As you see, price is still NULL, because we have not seen a TradeMessage yet. The next message in the source data set is another BestBidOfferMessage, this time for XBANK. This new message again updates the bidPrice and offerPrice fields of the Query State, while price is still NULL. The third message (a TradeMessage) finally updates the price field, and so on. In QQL terminology, the Query State object represents a Polymorphic Union Model (PUM) of the source data.
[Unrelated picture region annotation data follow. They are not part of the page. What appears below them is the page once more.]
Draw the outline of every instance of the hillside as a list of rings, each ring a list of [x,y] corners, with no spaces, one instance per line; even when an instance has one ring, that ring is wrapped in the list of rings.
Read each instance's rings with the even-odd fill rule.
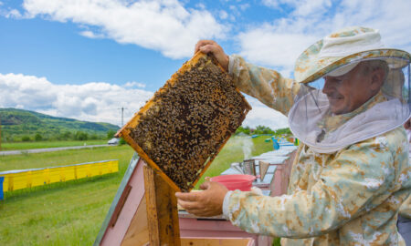
[[[34,111],[0,108],[2,139],[19,140],[24,136],[34,139],[38,134],[42,138],[64,139],[79,133],[100,138],[109,130],[116,131],[118,126],[109,123],[80,121],[73,118],[58,118]]]

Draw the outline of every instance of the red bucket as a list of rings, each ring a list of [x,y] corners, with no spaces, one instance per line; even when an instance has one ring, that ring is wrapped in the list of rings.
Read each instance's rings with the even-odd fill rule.
[[[249,191],[256,179],[255,176],[248,174],[228,174],[213,177],[209,179],[226,186],[229,190]]]

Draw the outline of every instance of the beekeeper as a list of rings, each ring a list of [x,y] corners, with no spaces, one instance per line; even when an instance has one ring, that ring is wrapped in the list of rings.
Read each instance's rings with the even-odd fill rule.
[[[411,190],[403,127],[410,54],[384,47],[377,30],[348,27],[302,52],[290,79],[227,56],[214,41],[199,41],[198,50],[213,53],[241,91],[286,115],[300,145],[287,195],[206,182],[203,192],[177,192],[182,207],[223,213],[282,245],[405,245],[396,220]]]

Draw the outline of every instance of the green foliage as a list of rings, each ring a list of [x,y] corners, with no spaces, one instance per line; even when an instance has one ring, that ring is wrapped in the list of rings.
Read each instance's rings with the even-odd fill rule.
[[[276,130],[276,135],[282,135],[282,134],[290,135],[290,134],[292,134],[292,133],[291,133],[291,130],[290,130],[289,128],[280,128],[280,129],[277,129]]]
[[[258,126],[256,129],[253,131],[253,134],[274,134],[275,131],[273,131],[269,127],[264,126]]]
[[[36,135],[35,135],[35,141],[41,141],[41,140],[43,140],[43,137],[41,136],[41,134],[40,133],[36,133]]]
[[[89,139],[89,134],[87,134],[86,132],[82,132],[82,131],[78,131],[76,132],[76,140],[87,140]]]
[[[106,144],[107,140],[87,140],[87,141],[39,141],[39,142],[3,142],[2,150],[23,150],[31,149],[45,149],[45,148],[58,148],[58,147],[71,147],[87,145],[102,145]]]
[[[25,136],[36,139],[37,133],[42,140],[74,140],[78,139],[76,133],[79,131],[87,133],[88,138],[97,136],[103,139],[109,130],[119,129],[118,126],[108,123],[57,118],[16,108],[0,108],[0,118],[4,141],[20,140]]]
[[[5,192],[0,201],[0,244],[92,245],[133,153],[128,146],[116,146],[0,156],[3,170],[113,159],[120,169],[101,177]]]
[[[242,126],[240,126],[238,128],[237,128],[235,134],[237,135],[237,134],[240,134],[240,133],[244,133],[244,134],[249,135],[250,129],[249,129],[248,127],[243,128]]]

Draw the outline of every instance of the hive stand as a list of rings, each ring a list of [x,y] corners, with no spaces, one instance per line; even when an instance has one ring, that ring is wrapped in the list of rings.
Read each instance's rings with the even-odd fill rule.
[[[137,155],[94,245],[180,245],[174,191]]]

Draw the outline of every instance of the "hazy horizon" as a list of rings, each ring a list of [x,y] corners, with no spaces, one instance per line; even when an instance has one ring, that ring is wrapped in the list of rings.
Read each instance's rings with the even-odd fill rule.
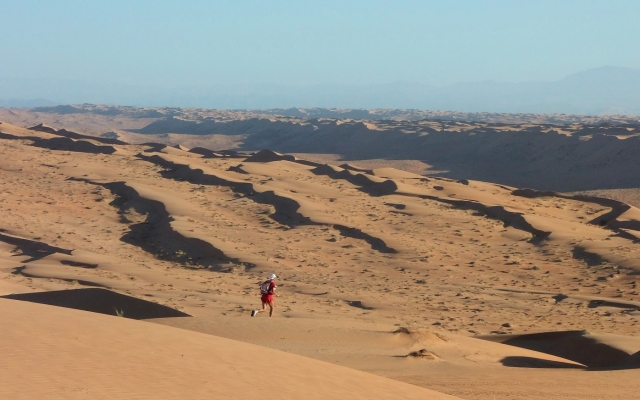
[[[2,3],[0,106],[640,113],[634,1]]]

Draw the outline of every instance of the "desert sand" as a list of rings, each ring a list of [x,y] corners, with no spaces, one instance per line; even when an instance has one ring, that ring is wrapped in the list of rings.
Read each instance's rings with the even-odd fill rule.
[[[125,139],[0,124],[3,397],[637,398],[633,205]]]

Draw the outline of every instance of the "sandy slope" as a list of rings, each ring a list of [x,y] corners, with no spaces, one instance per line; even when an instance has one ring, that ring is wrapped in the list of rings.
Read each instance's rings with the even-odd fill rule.
[[[0,300],[5,399],[453,399],[264,347]],[[25,334],[28,336],[25,337]]]
[[[0,132],[2,295],[110,289],[194,316],[165,324],[462,398],[635,398],[620,384],[638,364],[634,207],[272,152]],[[271,272],[276,318],[250,318]],[[558,368],[586,361],[553,340],[468,337],[582,330],[627,337],[606,345],[629,358]],[[561,338],[577,351],[601,340]]]

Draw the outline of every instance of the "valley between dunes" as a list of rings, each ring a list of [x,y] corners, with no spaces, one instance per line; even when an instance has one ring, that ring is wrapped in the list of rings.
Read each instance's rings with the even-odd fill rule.
[[[6,122],[0,184],[2,398],[640,392],[618,200]]]

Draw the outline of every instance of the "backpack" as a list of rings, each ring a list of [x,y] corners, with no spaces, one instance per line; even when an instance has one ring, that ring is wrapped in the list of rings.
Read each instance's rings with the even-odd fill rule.
[[[260,293],[273,294],[272,292],[269,291],[269,289],[271,289],[271,281],[262,282],[262,284],[260,285]]]

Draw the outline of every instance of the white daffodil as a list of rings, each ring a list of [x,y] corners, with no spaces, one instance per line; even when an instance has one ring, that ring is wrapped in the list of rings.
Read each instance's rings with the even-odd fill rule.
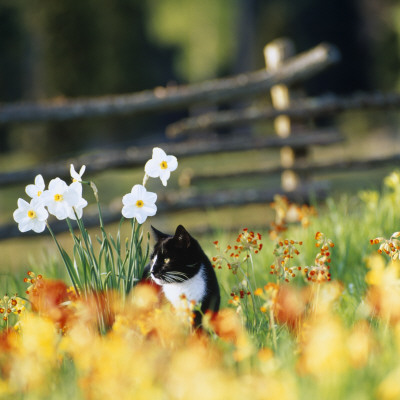
[[[79,201],[75,206],[70,208],[68,218],[76,219],[76,216],[78,216],[78,218],[82,218],[83,209],[88,204],[87,201],[82,197],[82,184],[80,182],[72,182],[69,185],[68,190],[74,190],[79,195]]]
[[[82,199],[82,187],[79,183],[72,183],[68,186],[60,178],[51,180],[49,189],[42,196],[49,213],[59,220],[67,217],[75,219],[73,209],[75,208],[78,214],[87,204],[86,200]],[[85,201],[85,205],[82,200]]]
[[[159,147],[154,147],[151,160],[147,161],[144,166],[146,174],[152,178],[160,177],[164,186],[167,186],[167,181],[172,171],[178,168],[178,160],[175,156],[168,156],[164,150]]]
[[[48,216],[49,213],[44,208],[43,202],[38,198],[32,199],[30,203],[18,199],[18,208],[13,214],[21,232],[33,230],[36,233],[44,231]]]
[[[122,215],[125,218],[136,218],[143,224],[147,217],[152,217],[157,212],[157,194],[148,192],[143,185],[135,185],[131,193],[122,198]]]
[[[72,178],[72,182],[82,182],[82,175],[85,173],[86,165],[82,165],[79,172],[75,171],[74,164],[71,164],[71,168],[69,170]]]
[[[44,192],[45,184],[42,175],[36,175],[35,183],[30,184],[25,188],[26,194],[32,199],[39,198]]]

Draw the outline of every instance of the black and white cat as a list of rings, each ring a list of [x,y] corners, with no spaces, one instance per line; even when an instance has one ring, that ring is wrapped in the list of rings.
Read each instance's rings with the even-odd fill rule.
[[[201,313],[196,311],[194,320],[194,325],[199,327],[202,314],[218,311],[220,304],[218,281],[211,262],[182,225],[173,236],[154,227],[152,230],[156,243],[143,277],[150,277],[160,285],[174,307],[179,307],[182,296],[201,303]]]

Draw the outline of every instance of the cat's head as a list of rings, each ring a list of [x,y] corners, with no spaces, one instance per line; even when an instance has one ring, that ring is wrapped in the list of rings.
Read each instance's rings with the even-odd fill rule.
[[[179,225],[174,235],[152,227],[156,240],[150,260],[151,278],[159,285],[184,282],[200,269],[202,252],[198,242]]]

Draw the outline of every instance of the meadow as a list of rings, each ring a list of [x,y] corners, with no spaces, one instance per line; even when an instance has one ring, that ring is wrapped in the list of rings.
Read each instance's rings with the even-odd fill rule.
[[[201,332],[197,305],[136,285],[147,222],[71,229],[57,257],[26,254],[2,279],[0,396],[397,399],[399,203],[393,172],[381,191],[313,207],[276,197],[262,229],[202,238],[222,302]]]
The following diagram illustrates the flow of data in the query we just ran:

As we mentioned, such a query is useless on market data, as it mixes price from one symbol with quote values from another, as seen in messages #4 and #6:

#Shell format
4,2011-10-17 17:21:43,GREATCO,EQUITY,301.25,43.0,45.0
6,2011-10-17 17:21:44,GREATCO,EQUITY,44.0,295.0,299.5

What we want instead is to track the Query State independently for each symbol. Fortunately, there is a very simple way to make the QQL engine behave the way we want, by specifying the GROUP BY SYMBOL clause. While in relational SQL the GROUP BY clause is only valid when aggregate values are being selected (such as MAX(), COUNT(), etc.), in QQL this clause has the more general effect of determining how many Query States are created, and how they are indexed.

#Shell format
SELECT price, bidPrice, offerPrice FROM tickquerydemo GROUP BY SYMBOL

>_,TIMESTAMP,SYMBOL,TYPE,price,bidPrice,offerPrice
0,2011-10-17 19:21:44,GREATCO,EQUITY,44.0,_,_
1,2011-10-17 19:21:43,XBANK,EQUITY,_,295.0,299.5
!end

Without the GROUP BY SYMBOL clause, there is only one Query State object for all symbols. When the GROUP BY SYMBOL clause is present, there is a separate Query State object message created for each distinct symbol. Each new source message updates the fields of the corresponding Query State:

Adding GROUP BY SYMBOL to our polymorphic query instantly makes the result look the way we expect.